Following the devastating 2010 earthquake in Haiti, Libraries Without Borders (LWB) responded to requests from Haitian institutions and sent an emergency mission to the country. At this time, we were shocked by the number of individuals from France, Europe and North America asking : is giving Haitians the opportunity to read and write, as well as providing access to information really a priority ?
The fulfillment of basic needs is undoubtedly the first priority in humanitarian situations. Yet from LWB’s work in Haiti, we know that access to books and information resources improves outcomes for displaced persons. Books and expression help sustain intellectual stimulation and promote self-worth and resilience amid crisis.

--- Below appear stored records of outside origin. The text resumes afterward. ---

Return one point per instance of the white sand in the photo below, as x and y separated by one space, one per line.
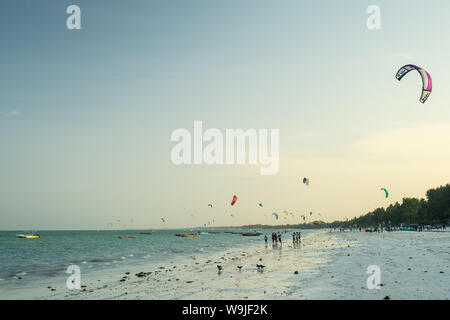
414 265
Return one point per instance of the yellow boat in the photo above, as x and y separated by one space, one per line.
28 236
187 235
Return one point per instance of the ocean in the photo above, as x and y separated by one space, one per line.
28 263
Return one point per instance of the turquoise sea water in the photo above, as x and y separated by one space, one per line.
34 262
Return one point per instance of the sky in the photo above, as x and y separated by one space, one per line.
86 115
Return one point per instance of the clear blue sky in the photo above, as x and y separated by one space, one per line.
86 115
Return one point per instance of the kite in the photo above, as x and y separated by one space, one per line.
427 83
234 200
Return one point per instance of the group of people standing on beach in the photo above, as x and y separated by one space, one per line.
276 237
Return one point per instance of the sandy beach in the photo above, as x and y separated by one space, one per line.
327 265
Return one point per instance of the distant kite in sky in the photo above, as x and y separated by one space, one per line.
427 83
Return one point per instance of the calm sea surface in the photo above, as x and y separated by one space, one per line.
32 262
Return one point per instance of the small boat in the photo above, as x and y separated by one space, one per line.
28 236
187 235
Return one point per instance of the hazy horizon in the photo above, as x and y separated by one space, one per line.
86 115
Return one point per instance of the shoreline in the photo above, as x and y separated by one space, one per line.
329 265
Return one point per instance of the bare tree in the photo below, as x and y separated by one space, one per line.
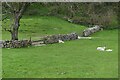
16 9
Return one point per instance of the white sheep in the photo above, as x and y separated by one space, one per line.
60 41
101 48
109 50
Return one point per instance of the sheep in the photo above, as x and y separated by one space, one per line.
109 50
60 41
101 48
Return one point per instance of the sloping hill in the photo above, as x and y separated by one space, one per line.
45 25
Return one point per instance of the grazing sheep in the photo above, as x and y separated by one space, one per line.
101 48
60 41
109 50
84 37
79 37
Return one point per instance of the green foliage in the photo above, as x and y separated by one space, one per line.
81 13
73 59
37 26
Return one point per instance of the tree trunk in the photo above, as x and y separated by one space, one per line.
14 33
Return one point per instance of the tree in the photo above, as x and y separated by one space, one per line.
16 10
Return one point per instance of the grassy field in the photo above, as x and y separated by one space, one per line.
35 27
73 59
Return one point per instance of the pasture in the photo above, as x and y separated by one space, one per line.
73 59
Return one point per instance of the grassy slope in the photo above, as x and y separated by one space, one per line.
36 27
78 58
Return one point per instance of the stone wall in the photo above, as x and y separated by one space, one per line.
91 30
72 36
49 39
64 37
16 44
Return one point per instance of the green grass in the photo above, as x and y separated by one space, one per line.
73 59
36 27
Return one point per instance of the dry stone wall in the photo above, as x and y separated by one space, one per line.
16 44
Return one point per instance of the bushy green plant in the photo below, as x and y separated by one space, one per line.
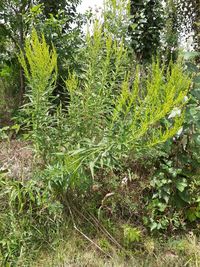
40 67
30 218
117 118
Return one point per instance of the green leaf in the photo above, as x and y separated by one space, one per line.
181 184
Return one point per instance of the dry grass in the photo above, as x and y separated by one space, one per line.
177 252
16 157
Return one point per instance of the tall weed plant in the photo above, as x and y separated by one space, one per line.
40 68
114 111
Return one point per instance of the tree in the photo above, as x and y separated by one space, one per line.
147 16
17 17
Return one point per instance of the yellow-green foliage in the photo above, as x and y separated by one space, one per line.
150 101
140 114
39 63
40 68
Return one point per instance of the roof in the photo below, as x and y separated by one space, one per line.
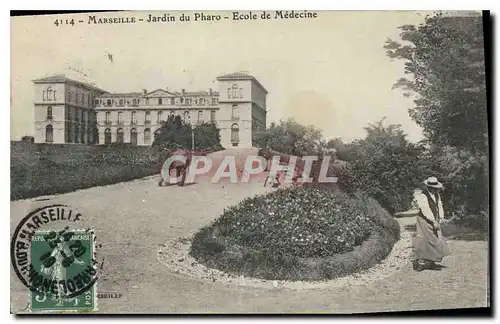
61 78
240 76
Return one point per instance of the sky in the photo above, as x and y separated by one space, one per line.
331 72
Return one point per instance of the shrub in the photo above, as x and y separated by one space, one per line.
465 178
386 166
297 234
39 169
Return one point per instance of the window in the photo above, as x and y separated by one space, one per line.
119 136
235 112
235 133
107 136
77 134
235 89
133 136
49 134
147 136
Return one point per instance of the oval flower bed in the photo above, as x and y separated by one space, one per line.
297 234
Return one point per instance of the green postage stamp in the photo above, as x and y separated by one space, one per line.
62 275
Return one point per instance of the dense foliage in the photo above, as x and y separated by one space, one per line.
297 234
445 61
386 166
175 133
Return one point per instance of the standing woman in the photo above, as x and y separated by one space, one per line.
430 246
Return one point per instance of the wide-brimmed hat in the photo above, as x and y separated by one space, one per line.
433 183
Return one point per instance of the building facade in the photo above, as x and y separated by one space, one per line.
67 111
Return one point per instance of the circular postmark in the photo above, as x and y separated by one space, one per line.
52 256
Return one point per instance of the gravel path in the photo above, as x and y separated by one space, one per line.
134 220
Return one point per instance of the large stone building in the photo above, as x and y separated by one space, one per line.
68 111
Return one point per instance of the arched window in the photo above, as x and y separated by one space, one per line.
235 113
133 136
49 134
235 134
47 94
147 136
82 135
107 136
134 118
235 89
119 136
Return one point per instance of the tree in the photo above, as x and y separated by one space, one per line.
291 137
445 64
175 133
386 166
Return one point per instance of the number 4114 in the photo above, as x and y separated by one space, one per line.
58 22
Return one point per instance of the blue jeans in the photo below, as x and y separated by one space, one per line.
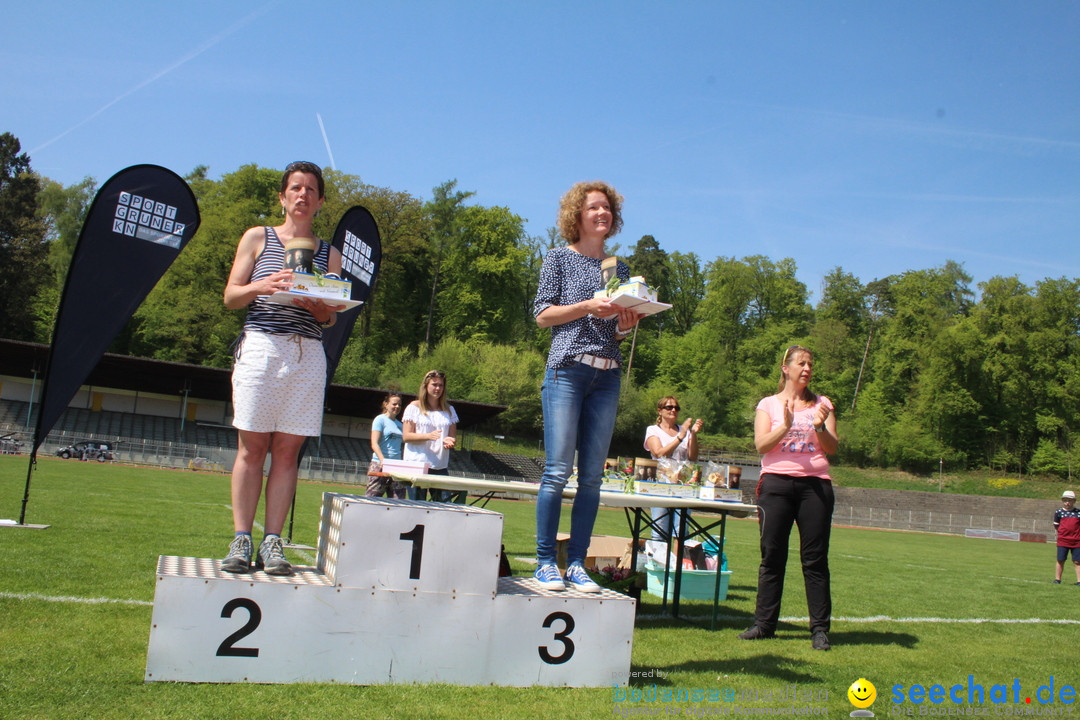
579 408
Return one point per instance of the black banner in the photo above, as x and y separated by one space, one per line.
356 238
139 221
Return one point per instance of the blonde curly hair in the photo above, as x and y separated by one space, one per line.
570 205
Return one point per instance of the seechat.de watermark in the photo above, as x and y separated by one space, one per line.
974 697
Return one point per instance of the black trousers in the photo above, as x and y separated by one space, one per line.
807 502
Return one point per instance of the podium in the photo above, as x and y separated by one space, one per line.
403 592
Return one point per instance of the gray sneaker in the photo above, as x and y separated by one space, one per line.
239 558
271 557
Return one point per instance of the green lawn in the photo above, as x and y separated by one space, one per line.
909 610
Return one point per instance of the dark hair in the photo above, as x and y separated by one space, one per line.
304 166
386 401
666 399
808 395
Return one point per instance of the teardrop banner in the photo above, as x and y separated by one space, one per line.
356 238
138 222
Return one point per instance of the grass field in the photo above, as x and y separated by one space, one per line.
909 610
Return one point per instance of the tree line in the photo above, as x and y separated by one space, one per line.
923 374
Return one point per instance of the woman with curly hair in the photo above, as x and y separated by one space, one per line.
580 392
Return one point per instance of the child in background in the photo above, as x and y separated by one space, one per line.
1067 524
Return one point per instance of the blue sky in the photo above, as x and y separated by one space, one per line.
874 136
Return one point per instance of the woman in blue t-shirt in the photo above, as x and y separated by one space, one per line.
386 445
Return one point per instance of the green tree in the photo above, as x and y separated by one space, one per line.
484 267
64 212
24 250
444 208
686 288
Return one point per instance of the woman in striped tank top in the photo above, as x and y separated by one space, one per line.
280 374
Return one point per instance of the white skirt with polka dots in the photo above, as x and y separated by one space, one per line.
279 384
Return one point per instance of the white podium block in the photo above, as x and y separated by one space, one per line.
419 546
210 626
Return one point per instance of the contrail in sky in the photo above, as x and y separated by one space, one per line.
326 140
194 53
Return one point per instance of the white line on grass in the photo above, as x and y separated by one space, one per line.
71 598
906 621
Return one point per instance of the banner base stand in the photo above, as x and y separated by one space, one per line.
25 526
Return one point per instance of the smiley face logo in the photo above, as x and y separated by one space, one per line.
862 693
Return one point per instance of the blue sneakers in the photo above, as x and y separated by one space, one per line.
579 580
239 558
549 579
271 557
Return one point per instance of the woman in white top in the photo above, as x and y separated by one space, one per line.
429 431
667 438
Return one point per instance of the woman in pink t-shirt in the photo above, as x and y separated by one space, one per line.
794 430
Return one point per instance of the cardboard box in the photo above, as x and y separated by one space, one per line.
723 494
604 551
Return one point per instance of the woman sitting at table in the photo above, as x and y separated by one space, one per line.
667 438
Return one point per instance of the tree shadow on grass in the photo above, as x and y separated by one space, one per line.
784 668
874 638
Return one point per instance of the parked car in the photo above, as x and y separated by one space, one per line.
10 445
98 450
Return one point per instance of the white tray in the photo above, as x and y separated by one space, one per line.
285 298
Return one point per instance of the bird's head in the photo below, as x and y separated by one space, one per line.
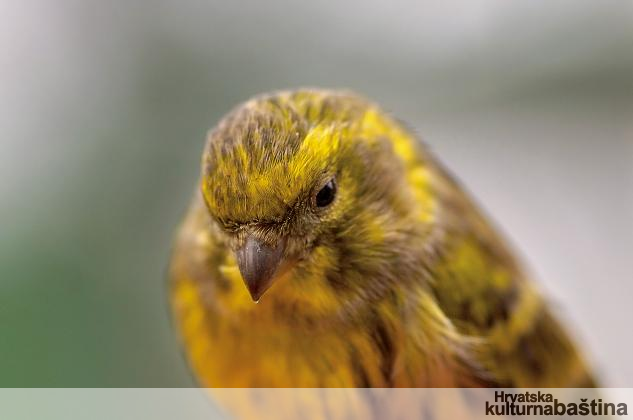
319 189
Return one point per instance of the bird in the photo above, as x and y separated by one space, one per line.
327 246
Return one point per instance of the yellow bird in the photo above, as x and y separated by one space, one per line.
325 246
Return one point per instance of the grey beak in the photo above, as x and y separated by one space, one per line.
258 263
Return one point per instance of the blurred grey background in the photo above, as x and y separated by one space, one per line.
104 107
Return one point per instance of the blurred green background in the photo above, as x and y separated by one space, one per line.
104 107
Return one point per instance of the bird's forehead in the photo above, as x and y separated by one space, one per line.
260 171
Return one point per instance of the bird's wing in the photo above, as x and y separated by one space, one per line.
487 295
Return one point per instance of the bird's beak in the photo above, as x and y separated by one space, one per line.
260 264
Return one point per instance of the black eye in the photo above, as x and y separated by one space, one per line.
326 195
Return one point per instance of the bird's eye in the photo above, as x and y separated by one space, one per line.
325 196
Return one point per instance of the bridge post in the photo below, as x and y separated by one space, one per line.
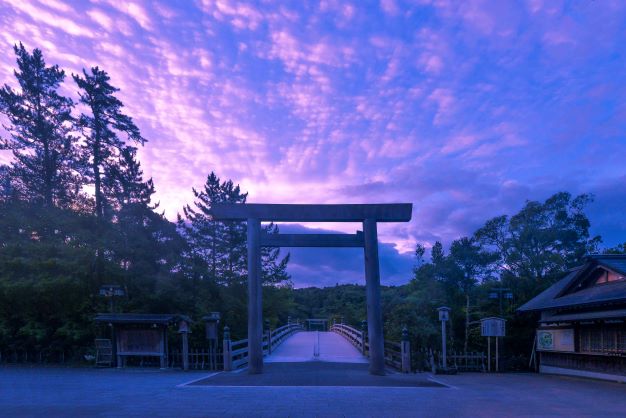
374 313
268 330
255 303
226 348
405 351
363 337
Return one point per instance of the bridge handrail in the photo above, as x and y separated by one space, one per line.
353 335
397 354
236 352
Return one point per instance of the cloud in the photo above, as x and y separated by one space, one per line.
464 109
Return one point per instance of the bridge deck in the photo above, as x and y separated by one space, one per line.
301 347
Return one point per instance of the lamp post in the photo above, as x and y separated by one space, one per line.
444 315
211 323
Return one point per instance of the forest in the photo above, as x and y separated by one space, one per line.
76 213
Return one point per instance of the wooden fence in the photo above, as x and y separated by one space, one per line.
397 354
430 360
235 353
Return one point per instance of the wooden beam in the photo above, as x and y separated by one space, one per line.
388 212
312 240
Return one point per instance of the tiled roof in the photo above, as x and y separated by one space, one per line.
562 293
581 316
130 318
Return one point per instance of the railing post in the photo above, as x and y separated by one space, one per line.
228 359
268 331
405 351
363 336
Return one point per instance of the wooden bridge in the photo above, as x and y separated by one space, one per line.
291 344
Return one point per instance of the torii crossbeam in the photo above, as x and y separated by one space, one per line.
368 214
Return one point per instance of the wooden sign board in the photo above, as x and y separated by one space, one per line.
492 327
140 341
555 340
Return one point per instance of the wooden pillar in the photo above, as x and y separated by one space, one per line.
228 359
255 302
405 351
374 313
185 336
163 348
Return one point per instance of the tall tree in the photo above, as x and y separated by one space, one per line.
40 125
125 184
102 128
542 240
469 266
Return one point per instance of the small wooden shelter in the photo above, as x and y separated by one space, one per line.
582 330
143 334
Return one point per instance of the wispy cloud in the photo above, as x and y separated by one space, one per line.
466 109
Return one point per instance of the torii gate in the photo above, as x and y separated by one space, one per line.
368 214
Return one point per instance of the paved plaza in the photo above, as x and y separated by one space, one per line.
67 392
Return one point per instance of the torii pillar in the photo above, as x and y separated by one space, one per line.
368 214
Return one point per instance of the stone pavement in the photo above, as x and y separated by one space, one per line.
69 392
319 373
300 347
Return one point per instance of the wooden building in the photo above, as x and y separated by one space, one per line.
582 330
144 335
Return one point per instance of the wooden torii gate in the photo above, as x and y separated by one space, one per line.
368 214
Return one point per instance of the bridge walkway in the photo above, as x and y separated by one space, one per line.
316 346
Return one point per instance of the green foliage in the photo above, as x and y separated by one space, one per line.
40 123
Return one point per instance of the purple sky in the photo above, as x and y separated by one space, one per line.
466 109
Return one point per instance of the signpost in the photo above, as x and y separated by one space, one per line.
444 316
492 327
212 321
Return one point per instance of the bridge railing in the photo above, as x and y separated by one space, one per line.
236 352
356 337
397 354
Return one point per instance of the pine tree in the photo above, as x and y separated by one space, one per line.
101 129
40 126
125 184
221 245
274 270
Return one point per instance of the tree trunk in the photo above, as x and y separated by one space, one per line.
466 322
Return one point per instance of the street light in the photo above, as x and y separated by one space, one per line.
444 315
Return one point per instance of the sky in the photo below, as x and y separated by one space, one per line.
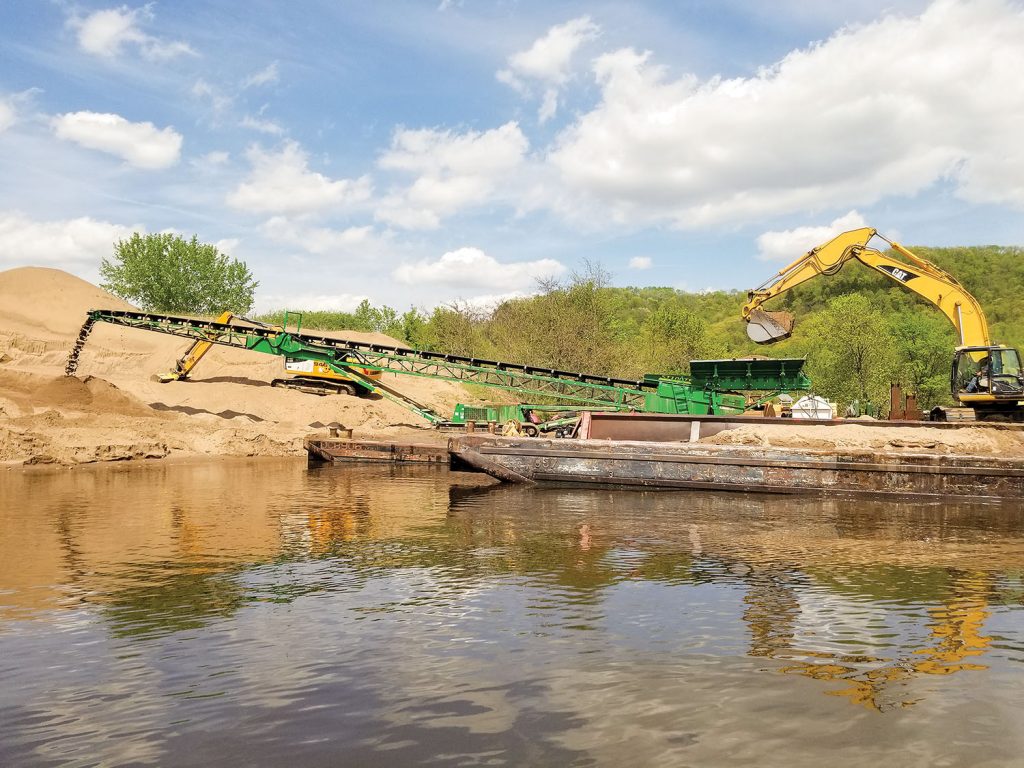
424 153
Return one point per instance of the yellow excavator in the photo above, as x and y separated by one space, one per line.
306 376
985 377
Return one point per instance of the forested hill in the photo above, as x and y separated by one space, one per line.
859 330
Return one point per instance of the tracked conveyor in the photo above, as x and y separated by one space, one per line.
707 392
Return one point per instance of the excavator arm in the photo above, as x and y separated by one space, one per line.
914 273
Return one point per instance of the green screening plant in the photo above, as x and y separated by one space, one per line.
167 273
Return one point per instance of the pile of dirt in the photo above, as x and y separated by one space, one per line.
116 409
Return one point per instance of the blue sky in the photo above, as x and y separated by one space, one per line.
421 153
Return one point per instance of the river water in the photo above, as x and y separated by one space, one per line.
259 612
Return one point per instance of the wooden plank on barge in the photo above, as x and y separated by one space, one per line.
346 450
744 468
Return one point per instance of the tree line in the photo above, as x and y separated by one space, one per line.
859 331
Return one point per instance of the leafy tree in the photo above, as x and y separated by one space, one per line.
167 273
670 338
850 351
923 347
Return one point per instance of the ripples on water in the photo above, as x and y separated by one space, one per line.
256 612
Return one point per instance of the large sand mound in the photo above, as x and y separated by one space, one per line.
115 409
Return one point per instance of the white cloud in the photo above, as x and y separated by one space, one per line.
215 159
342 302
140 144
456 170
107 33
787 245
282 182
76 245
227 245
548 60
266 76
219 102
885 109
263 126
472 267
324 241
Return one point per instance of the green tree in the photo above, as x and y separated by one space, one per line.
924 347
670 338
850 351
167 273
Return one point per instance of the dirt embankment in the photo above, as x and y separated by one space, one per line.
115 409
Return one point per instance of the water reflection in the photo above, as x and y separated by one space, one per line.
408 611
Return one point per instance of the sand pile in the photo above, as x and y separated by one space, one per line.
116 409
964 440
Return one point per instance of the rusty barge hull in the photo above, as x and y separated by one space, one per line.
674 465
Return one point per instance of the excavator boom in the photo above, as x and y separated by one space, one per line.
913 272
985 377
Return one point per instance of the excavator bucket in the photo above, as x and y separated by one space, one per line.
767 328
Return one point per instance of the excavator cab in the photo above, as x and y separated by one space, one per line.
987 375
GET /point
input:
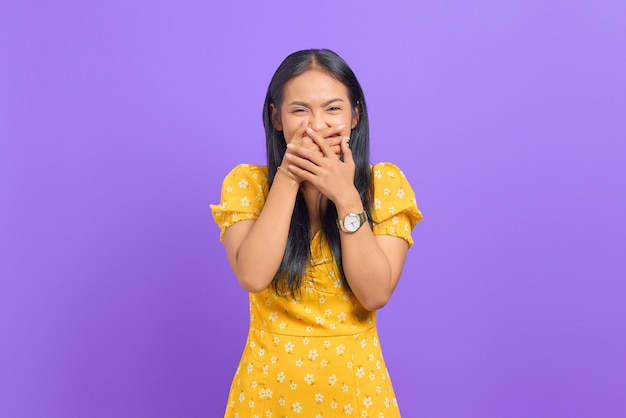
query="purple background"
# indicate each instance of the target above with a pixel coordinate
(119, 120)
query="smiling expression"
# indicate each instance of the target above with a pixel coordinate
(318, 99)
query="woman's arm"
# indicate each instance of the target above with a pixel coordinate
(372, 264)
(255, 248)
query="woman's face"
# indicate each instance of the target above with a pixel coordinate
(318, 100)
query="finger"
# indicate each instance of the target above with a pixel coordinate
(320, 141)
(345, 149)
(331, 131)
(299, 133)
(334, 142)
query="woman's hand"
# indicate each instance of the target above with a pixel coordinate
(303, 141)
(324, 169)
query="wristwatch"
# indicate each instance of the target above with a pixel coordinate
(352, 222)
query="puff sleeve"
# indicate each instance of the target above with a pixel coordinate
(243, 195)
(395, 210)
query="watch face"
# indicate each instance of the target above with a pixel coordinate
(351, 222)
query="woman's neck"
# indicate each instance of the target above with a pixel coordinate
(312, 197)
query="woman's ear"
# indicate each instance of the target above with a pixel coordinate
(355, 115)
(275, 118)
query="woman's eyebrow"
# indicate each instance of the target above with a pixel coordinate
(298, 103)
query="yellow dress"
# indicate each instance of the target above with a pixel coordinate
(318, 355)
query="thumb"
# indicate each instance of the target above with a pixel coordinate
(345, 150)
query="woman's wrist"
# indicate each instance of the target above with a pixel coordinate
(288, 173)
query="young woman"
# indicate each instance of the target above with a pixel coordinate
(318, 237)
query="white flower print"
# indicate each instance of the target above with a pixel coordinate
(341, 317)
(296, 407)
(340, 349)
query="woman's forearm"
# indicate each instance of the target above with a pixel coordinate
(255, 249)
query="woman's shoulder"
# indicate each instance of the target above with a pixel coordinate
(386, 170)
(248, 173)
(248, 169)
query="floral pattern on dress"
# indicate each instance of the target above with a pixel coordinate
(317, 355)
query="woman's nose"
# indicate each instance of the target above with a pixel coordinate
(317, 123)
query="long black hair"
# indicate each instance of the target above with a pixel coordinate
(293, 266)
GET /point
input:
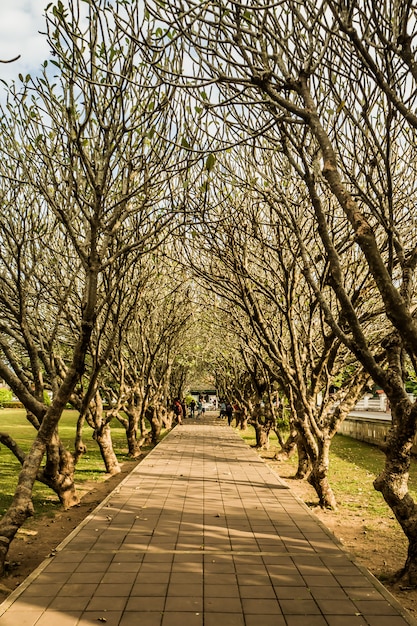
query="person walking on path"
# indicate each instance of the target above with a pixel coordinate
(177, 411)
(229, 413)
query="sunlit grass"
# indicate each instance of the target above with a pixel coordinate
(354, 465)
(89, 468)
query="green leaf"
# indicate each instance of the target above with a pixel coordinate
(210, 162)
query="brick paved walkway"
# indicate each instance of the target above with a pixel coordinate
(201, 533)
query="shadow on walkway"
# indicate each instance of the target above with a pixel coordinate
(201, 533)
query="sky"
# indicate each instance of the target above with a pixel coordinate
(20, 21)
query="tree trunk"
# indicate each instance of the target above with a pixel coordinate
(288, 447)
(21, 506)
(79, 446)
(58, 472)
(304, 464)
(133, 415)
(318, 477)
(155, 422)
(393, 480)
(262, 435)
(103, 437)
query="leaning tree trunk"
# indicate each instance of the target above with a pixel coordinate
(288, 447)
(133, 445)
(102, 435)
(318, 476)
(155, 422)
(21, 506)
(59, 471)
(304, 464)
(393, 480)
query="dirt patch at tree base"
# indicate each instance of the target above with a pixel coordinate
(377, 544)
(40, 537)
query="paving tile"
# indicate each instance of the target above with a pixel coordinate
(261, 607)
(145, 605)
(228, 619)
(184, 604)
(299, 607)
(224, 605)
(20, 618)
(180, 619)
(112, 618)
(265, 620)
(202, 532)
(142, 619)
(52, 618)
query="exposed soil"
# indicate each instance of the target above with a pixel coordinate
(378, 544)
(39, 537)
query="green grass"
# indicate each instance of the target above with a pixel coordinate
(90, 466)
(354, 465)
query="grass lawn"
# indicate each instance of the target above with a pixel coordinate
(90, 467)
(353, 467)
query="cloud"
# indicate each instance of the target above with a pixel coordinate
(20, 23)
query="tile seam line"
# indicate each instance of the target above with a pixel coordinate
(5, 605)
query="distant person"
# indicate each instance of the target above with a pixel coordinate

Whether through books, computers, legal assistance or training, access to information and cultural resources empowers individuals and gives them the tools to reconstruct what has been lost. Furthermore, libraries can improve communication within communities and among aid workers by providing phones, community mapping tools, and places for family reunification and community organizing. These types of resources can also play a decisive role in restoring a sense of normality in post-emergency situations.
And while numerous international guidelines for humanitarian assistance do affirm the importance of basic education within humanitarian settings, these guidelines should also include access to books and information as a priority for disaster victims.
With the strong belief that books, writing, and learning should not be denied to victims of humanitarian disasters, Libraries Without Borders, through this call to action, seeks to increase awareness about the need for access to information and books in post-disaster situations. Furthermore, LWB calls on international organizations to 1) expand reading, cultural and educational programs, which activate the human spirit and help individuals cope with trauma; and 2) make the provision of access to information and books a priority for international humanitarian relief.